The House is scheduled to take up a record-high defense bill today that could commit the lawmakers to an even larger amount next year, when political and economic conditions could be strikingly different.
The commitment is in the form of big down payments on weaponry not scheduled to be authorized formally until next year or later. These down payments are part of the $136 billion the House Armed Services Committee is recommending in fiscal 1982 dollars to design, build and maintain weapons, on a peacetime high.
The strategy behind the downpayment approach may be to get money for defense out of Congress while the getting is good. Defense money may be harder to come by as the backlash against domestic cuts bites harder.

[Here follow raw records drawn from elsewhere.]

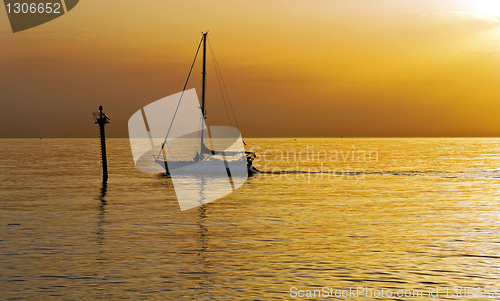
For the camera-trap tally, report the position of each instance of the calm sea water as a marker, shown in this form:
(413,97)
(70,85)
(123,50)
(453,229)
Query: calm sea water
(397,214)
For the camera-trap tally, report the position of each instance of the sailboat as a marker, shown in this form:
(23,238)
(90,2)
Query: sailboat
(225,154)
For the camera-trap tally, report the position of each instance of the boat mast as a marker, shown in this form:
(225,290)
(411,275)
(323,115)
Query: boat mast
(203,85)
(204,73)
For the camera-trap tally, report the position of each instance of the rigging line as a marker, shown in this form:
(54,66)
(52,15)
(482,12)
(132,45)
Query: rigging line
(224,85)
(220,85)
(179,103)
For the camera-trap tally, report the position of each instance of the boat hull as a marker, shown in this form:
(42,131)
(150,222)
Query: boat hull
(189,168)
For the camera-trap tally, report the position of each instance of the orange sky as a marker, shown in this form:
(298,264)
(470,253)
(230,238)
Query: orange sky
(292,68)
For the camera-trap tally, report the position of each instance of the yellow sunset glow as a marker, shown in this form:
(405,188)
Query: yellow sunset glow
(487,7)
(301,68)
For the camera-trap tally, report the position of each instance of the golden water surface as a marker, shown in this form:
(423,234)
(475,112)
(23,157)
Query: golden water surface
(392,214)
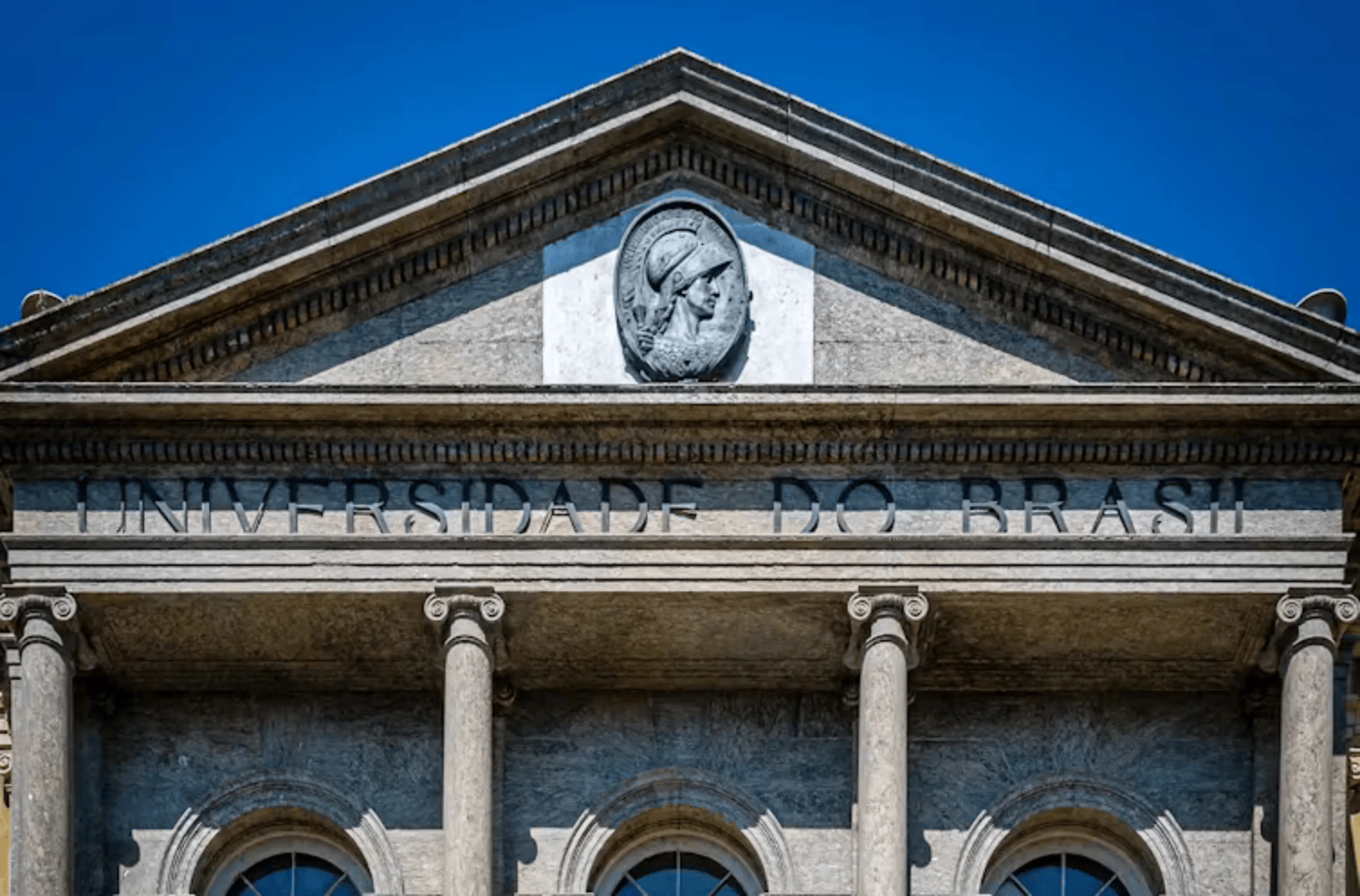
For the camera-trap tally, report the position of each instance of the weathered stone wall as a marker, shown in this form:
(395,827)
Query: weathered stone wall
(168,752)
(872,331)
(1191,757)
(549,318)
(560,754)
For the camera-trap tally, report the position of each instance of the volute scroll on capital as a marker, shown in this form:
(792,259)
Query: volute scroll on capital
(482,605)
(52,605)
(486,608)
(1337,608)
(908,607)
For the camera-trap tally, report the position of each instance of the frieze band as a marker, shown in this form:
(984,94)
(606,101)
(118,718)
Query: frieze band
(471,505)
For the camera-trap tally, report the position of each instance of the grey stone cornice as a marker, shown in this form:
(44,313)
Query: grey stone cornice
(187,427)
(521,184)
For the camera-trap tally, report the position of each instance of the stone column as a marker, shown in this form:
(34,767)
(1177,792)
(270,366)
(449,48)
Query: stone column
(1309,633)
(887,623)
(468,623)
(43,801)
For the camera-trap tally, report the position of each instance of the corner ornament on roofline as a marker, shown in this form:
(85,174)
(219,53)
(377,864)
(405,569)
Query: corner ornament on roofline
(680,294)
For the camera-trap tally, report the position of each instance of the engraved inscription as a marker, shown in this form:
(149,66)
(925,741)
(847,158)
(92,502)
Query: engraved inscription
(501,504)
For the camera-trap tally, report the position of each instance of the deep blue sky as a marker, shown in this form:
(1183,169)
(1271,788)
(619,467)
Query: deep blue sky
(1227,134)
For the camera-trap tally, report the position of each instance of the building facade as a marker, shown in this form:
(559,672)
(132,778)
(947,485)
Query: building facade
(678,490)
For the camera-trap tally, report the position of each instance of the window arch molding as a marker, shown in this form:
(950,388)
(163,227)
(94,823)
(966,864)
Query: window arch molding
(1039,811)
(1052,839)
(248,852)
(271,806)
(607,834)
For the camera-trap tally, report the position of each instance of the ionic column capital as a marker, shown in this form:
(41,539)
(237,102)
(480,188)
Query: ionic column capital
(1309,616)
(56,607)
(1337,607)
(906,607)
(453,607)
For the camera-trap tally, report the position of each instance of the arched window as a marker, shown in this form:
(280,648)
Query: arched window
(679,864)
(1063,875)
(293,875)
(678,873)
(290,864)
(1057,858)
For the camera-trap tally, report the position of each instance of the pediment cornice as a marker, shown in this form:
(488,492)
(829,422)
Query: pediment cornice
(677,122)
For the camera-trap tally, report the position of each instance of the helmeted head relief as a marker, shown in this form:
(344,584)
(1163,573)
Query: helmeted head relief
(682,257)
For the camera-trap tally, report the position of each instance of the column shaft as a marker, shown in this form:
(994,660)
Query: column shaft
(883,762)
(43,800)
(887,622)
(467,762)
(1306,763)
(468,781)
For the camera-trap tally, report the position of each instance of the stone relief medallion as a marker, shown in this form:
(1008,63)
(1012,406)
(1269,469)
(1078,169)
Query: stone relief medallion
(680,294)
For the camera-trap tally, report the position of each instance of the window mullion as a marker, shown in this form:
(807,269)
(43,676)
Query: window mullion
(715,891)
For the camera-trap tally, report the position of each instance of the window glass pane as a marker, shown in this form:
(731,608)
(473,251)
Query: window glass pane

Although providing advance money for weapons in an authorization bill is not new, the measure coming before the House today is unusually generous.
For example, it earmarks a $658 million down payment on another Nimitz-class nuclear-powered aircraft carrier the Navy does not intend to build until fiscal 1984. The bill also provides for a down payment of $100 million on a $1 billion helicopter carrier the Navy did not request.
Assuming that the down payments are authorized, opponents of this course are likely to encounter the argument that it is too late to call off the ships' construction when it comes time to authorize the rest of the money for them.
Navy leaders welcome the downpayment approach, because it is easier to obtain money for super weapons in installments rather than in a single year's budget. The Reagan administration is seeking to level out the highs and lows of defense contracting through what it calls a "multi-year" procedure of providing for weapons over several budgets.
The House also is being asked, through a $100 million down payment, to commit itself to buying another $1 billion CG47 Aegis-class anti-aircraft cruiser in 1973.It would be in addition to the three authorized for fiscal 1982.
Besides welcoming these and other down payments on expensive weapons systems, which take from eight to 10 years to produce, Navy leaders see the bill as a mandate for building bigger and better ships rather than smaller and cheaper ones, as Sen. Gary Hart (D-Colo.) and others have advocated.
The Navy has mapped out an ambitious shipbuilding program for the five-year period 1983-1987. It calls for spending $100 billion, after allowing for inflation, on 145 ships over those five years.
They include one Nimitz-class carrier to be built in 1984 and a second in 1986.
In fiscal 1983 alone, the Navy proposes to build 20 ships, including one $1.5 billion Trident missile submarine, three $1 billion Aegis cruisers, three $500 million SSN688 nuclear attack submarines and one $350 million LSD41 assault ship.
The Navy has proposed ambitious shipbuilding programs in the past, only to see them reduced by civilian superiors because there was not enough defense money to go around.
But this year there is a high degree of optimism within the Navy that Congress will be generous and provide the money for the $100 billion shipbuilding effort.